She led us to another stairway, another spiral that went up, this one hung in tapestries. We were running now. There was no question of making a stand. We were just trying to find a place to hide. We ended up on a balcony, a tiny cupola that overlooked the estate grounds. Badge were crawling over the grounds, tramping through gardens and kicking in doors. Angela motioned us down behind the railing. Wilson peeked his head over, as though measuring distances and heights.
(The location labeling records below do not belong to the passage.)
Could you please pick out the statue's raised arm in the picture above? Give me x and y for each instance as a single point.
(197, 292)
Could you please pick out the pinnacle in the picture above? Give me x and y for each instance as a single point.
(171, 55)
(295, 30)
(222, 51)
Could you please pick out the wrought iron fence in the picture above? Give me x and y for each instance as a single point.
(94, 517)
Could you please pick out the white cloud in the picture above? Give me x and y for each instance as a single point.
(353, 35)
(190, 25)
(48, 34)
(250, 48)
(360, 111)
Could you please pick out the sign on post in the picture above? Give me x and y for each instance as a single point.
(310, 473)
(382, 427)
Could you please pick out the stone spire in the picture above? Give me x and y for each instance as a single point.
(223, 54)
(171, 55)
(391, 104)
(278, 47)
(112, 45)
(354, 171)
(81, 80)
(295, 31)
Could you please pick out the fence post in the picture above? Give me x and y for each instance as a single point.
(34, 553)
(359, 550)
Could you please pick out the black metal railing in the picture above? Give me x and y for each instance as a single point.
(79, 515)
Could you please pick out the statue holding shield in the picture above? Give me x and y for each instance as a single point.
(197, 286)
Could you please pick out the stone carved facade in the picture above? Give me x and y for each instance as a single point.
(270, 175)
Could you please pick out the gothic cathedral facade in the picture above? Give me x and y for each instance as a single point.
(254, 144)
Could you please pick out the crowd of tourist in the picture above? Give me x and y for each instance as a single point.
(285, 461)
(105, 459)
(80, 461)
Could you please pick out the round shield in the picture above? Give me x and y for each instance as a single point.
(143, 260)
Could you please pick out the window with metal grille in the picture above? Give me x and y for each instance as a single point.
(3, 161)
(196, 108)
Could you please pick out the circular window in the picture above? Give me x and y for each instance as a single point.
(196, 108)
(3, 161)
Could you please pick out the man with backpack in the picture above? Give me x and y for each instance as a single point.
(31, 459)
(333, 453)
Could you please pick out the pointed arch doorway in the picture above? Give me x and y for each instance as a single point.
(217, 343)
“If we’re quiet, and lucky, we’ll escape notice. This is a unilateral action, Jacob, what the Badge is doing. Someone is acting without orders, or with secret orders. I don’t know who, exactly. But it’s only a matter of time before the actual authority reasserts itself, and they pull back. We’ve just got to-”

A bullet whizzed off the stone rail by Angela’s head. On another cupola, lower, an officer stood with a rifle. He was pointing at us and yelling to the courtyard below. There were already feet on the stairs behind us, hammering closer.

“I don’t think quiet’s going to be enough, Angela. We’re going to need to secure the door and-”

A loud shot, and fire filled my chest. I looked down to see my shirt blackened with powder. The blood started, hot across my ribs.

Angela turned her pistol to Wilson, holding it steadily at his head. “I’m sorry, Jacob. I can’t let them have it all. If not us, if not the Founders; well, then no one.”

“Yeah,” I choked. I could feel the bullet, grinding against the machine of my PilotEngine. Or whatever it was, whatever secret thing lived in my chest. She probably expected to kill me with that shot. It’s what I expected. “Yeah, sorry.”

I slapped the pistol aside and punched her. She fell in a heap, the Cog falling and rolling to my boot. I picked it up. Darkness was filling my head, an icy void that reached up from my chest to my eyes. I stumbled. Wilson put a hand under my arm. He was clearly torn between holding me up and slitting Angela’s throat.

Blood and the cycle of my heart pounded through my skull. I put one hand on the railing and pulled myself up. In the courtyard below, the little gray officers of the Badge had slowed down. The one with the rifle was still in his cupola, still looking at me. He was shouting, but the noise came through as a soft roar. I remembered the feet on the stairs and lurched to close the door. The lock was simple, but it took my clumsy hands long heartbeats to secure it. I leaned against the old wood. The Cog had slipped from my hand. I bent down to get it again and when I stood a shadow was passing over me.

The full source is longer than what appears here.